Next time you stop by your neighborhood convenience store to buy a pint of milk or a lottery ticket, think about the owners and the arduous journey they took to have the privilege of selling you an overpriced sleeve of Oreo cookies. My Korean Deli is the story of Ben Howe, a senior editor of The Paris Review, who joins his wife and Korean in-laws in opening a convenience store in Brooklyn.
It’s hard not to sympathize with Howe – despite his wife being an accomplished attorney, he still finds opening a bodega a series of calamities. It looks like How’s life becomes the proverbial losing board game: for every step forward, he takes two steps back. Putting together a family business has its built-in problems, but opening a convenience store in Brooklyn has Howe dealing with neighborhood skirmishes, the locals’ hostility towards gentrification, local ordinances and his ever-increasing tension with his wife and her family.
While working behind the cash register of his deli, Howe also holds down a job with The Paris Review. George Plimpton has a supporting role in the book – and Howe writes him delightfully. Plimpton’s portrayed as intelligent, witty, capricious, mercurial – it’s a lovely tribute to the late publishing icon. While funny, the episodes of The Paris Review also portray the literary magazine’s waning influence, casting a poignant pall.

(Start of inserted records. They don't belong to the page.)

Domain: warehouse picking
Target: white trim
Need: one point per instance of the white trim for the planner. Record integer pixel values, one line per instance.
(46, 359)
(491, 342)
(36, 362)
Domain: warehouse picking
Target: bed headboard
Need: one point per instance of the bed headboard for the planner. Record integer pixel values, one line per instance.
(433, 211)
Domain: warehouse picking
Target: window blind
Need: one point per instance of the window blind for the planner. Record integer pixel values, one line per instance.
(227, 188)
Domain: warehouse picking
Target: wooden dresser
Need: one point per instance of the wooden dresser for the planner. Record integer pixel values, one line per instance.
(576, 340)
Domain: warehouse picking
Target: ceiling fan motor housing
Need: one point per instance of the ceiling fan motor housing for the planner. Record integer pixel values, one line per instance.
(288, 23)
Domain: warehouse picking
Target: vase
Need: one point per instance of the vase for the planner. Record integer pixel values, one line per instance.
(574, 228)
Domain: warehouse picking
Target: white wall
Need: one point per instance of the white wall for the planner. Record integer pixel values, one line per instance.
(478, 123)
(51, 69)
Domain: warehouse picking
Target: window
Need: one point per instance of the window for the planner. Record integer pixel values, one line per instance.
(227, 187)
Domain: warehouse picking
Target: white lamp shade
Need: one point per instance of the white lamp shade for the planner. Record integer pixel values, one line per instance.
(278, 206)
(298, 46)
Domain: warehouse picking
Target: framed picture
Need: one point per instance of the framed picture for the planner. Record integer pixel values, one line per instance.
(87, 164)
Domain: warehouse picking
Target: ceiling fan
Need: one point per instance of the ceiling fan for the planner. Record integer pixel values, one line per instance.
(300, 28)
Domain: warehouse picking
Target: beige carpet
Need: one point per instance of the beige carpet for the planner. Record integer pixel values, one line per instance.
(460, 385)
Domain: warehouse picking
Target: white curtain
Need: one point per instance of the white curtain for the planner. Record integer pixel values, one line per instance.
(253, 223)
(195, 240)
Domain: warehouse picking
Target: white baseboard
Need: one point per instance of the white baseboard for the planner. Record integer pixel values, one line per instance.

Aside from Howe and Plimpton, My Korean Deli is populated with other great characters – most notably Dwayne – the employee Howe inherited from his deli’s owner. Dwayne’s an interesting figure with a foot in two different worlds: Howe’s and his own. At couple times in the book, Howe falls into the trap of making Dwayne into the magical negro, but he does give the man a complex back story that elevates him from a two-dimensional cutout to a real person. At times, Dwayne is a hero, but he still has demons that tail him throughout the book.
Aside from Dwayne, Howe also pays attention to his mother-in-law, Kay. Self-sacrificing, ambitious and impatient, Kay and Howe have a particularly prickly and heated relationship. Despite her short temper and manipulation, Howe writes her with affection and admiration. He spends a lot of time with Kay and though the two don’t ever share a “moment” it’s a great interplay between two generations with markedly different perspectives – the struggling immigrant versus the indulged Wasp.
Like the contrast between Howe and Kay, there are lots of parallels in My Korean Deli. Neighborhoods clash, racial differences emerge, class and economic hierarchies come into play, and change is often not welcome. Some of the tension comes from Howe’s fantasy of what the deli should be, and the reality. He’s continuously trying to recast his deli as a gourmet delicacy shop and is frustrated that Doritos and Old English sell better than fois gras and Pinot.
It’s obvious from Howe’s work that opening a deli is hard and thankless work. He doesn’t sugar coat anything – in fact, he’s embraced the arduous struggles he and his family go through. Still, this isn’t a dour read – it’s funny, often laugh-out-loud funny. It’s a memorable tome and if anything it gives me a tiny bit more perspective when I walk into a 7-11.